俗に言う「出会い系サイト」に登録した際にも、この名前を使った。
出会い系の初体験は離婚して家族を失った2年後、30歳になったばかりの頃だった。
あれから10年、場数だけは踏んだが、満足のいく「成果」と呼べるものはあったのか?
自問しても答えらしい答えは出なかった。
「最初の目的が曖昧だったのが失敗だな」
独り言をベランダから夜の町に吐き出し、
手にしたバーボンのグラスを空けた。
「さて、新しい獲物でも物色するか」
窓際のデスク上に置いたノートパソコンを開き、愛用のサイトに接続した。
狙いは隣県の30代。
「既婚」または「離婚」を条件に検索する。
これまでの経験から、実際に会える可能性の高い選択だった。
出会い系サイトを利用する男の大半(というのは大げさだが)は、
最終的には肉体関係を持つことが目的のように見えた。
「その狙いが見え見えだから出会えないんじゃないのか?」
それが結論だった。
「肉体関係は結果的にあればあったでいいんだ。
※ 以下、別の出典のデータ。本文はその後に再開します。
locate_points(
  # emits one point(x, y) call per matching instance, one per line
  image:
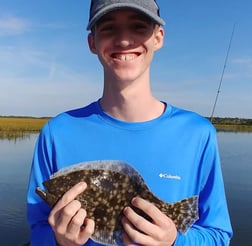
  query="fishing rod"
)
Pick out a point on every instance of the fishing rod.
point(222, 75)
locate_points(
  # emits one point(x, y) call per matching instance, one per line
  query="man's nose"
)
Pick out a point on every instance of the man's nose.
point(124, 38)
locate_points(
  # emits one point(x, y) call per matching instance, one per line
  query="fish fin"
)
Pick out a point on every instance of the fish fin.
point(47, 197)
point(185, 213)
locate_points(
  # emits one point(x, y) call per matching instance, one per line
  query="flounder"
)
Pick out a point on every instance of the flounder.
point(111, 185)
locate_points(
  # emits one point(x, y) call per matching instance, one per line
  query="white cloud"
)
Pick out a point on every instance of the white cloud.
point(12, 25)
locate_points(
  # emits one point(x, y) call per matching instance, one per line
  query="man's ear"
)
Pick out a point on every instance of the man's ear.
point(91, 43)
point(159, 37)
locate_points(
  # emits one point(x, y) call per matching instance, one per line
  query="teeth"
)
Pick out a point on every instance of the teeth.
point(125, 57)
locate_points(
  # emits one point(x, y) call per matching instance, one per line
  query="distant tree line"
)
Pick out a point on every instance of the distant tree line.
point(231, 121)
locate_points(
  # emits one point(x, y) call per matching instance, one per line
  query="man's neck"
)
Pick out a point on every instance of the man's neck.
point(131, 105)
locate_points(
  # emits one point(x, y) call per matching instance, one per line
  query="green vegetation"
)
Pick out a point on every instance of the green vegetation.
point(232, 124)
point(20, 127)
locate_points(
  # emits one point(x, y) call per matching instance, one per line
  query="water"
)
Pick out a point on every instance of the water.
point(15, 160)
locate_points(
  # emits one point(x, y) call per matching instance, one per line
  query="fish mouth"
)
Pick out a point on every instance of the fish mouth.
point(125, 56)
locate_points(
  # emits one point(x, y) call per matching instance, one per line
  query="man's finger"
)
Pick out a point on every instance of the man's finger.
point(70, 195)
要は出会うこと」
これを信条にしてから、出会える確率が高くなったのは事実だった。
最初の頃、お誘いのメールが多数来るのに驚いた。
「こんなに男に飢えた女がいるのか?」
カルチャーショックに近い感覚を味わいながら、
生真面目に返信したり、数回のメールの遣り取りもした。
だが、その全てが空回りだった。
サイトに支払う金額も月ごとに増えていった。
女の方も当然、金を払っているんだと考えたのも甘かった。
5人の女とメル友(?)になった気でいたが、
会ったこともなければ、電話番号やメールアドレスの交換もできなかった。
約束まではするのだが、待ち合わせ場所に行くと、
キャンセルのメールがサイトを通じて届いたり、
何だかんだと用事や、準備物の調達で遅れたり、
笑える理由では「SM用の革の下着を探してる」というのも。
今にして思えば、よくまあ真面目に付き合ってたものだ。
検索画面に次の候補者が並んで表示された。